The fiber structure of the present invention is not particularly limited as long as it is a garment to be worn on the body, except for garments such as T-shirts, jackets, pants, and skirts, and underwear such as tights, camisoles, and underpants, and is preferably used for various garments.

Claims (6)

1. A fiber structure comprising viscose rayon fibers in an amount of more than 15% by mass and less than 40% by mass, cationic dyeable polyester fibers having a single fiber fineness of 0.6 dtex or more in an amount of more than 10% by mass and less than 45% by mass, polyacrylonitrile synthetic fibers in an amount of more than 25% by mass and less than 60% by mass, and polyurethane elastic fibers in an amount of more than 3% by mass and less than 15% by mass, wherein the fiber structure is a double-faced knitted fabric having a 2-layer structure knitted by a circular knitting machine provided with a double cylinder, and the cationic dyeable polyester fibers are exposed on the surface layer or the back surface thereof and have a pile, and the viscose rayon fibers and the polyacrylonitrile synthetic fibers are present as staple yarns on the other surface.

2. The fiber structure according to claim 1, wherein the heat retention rate is 20% or more.

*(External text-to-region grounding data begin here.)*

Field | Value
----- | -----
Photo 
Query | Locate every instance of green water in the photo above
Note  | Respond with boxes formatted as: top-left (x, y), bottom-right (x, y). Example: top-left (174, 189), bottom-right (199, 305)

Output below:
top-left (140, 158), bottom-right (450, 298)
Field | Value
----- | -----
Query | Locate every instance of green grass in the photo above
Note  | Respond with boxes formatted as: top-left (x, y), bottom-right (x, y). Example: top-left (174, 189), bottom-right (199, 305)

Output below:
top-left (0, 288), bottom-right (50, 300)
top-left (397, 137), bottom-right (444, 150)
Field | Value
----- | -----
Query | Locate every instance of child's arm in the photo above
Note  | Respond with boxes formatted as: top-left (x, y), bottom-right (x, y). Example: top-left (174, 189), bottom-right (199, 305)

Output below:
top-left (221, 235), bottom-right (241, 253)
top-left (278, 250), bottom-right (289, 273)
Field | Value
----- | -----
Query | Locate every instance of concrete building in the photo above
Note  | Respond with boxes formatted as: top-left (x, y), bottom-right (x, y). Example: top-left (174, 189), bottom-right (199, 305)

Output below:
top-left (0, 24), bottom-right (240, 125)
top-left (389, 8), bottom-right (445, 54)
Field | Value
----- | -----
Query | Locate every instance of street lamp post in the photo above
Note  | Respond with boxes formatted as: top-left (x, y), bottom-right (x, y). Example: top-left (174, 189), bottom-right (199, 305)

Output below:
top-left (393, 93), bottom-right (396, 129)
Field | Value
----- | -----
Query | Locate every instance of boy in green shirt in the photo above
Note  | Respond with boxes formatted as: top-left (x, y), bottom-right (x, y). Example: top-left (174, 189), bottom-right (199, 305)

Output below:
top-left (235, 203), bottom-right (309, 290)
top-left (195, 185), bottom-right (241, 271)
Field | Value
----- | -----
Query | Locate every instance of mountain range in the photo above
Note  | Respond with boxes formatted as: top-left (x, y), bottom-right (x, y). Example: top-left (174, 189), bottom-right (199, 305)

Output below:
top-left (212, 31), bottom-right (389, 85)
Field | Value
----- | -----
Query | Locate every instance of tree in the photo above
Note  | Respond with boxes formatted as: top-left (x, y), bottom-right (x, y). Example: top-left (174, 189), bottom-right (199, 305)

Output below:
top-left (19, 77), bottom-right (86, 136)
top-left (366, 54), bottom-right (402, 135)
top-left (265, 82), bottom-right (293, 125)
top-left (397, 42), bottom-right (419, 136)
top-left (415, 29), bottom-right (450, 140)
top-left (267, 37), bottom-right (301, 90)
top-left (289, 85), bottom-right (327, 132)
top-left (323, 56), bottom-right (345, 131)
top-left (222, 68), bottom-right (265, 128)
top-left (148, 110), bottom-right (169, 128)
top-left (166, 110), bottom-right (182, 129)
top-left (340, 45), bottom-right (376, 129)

3. The fiber structure according to claim 1 or 2, which has a hygroscopic heat of 2.2 ℃ or higher.

4. The fiber structure according to claim 1 or 2, wherein the face having a pile has a fine hair adhesion of 4.0 or more.

5. The fiber structure according to claim 1 or 2, wherein the elongation recovery rate is 80% or more.

6. A clothing using the fiber structure according to any one of claims 1 to 5.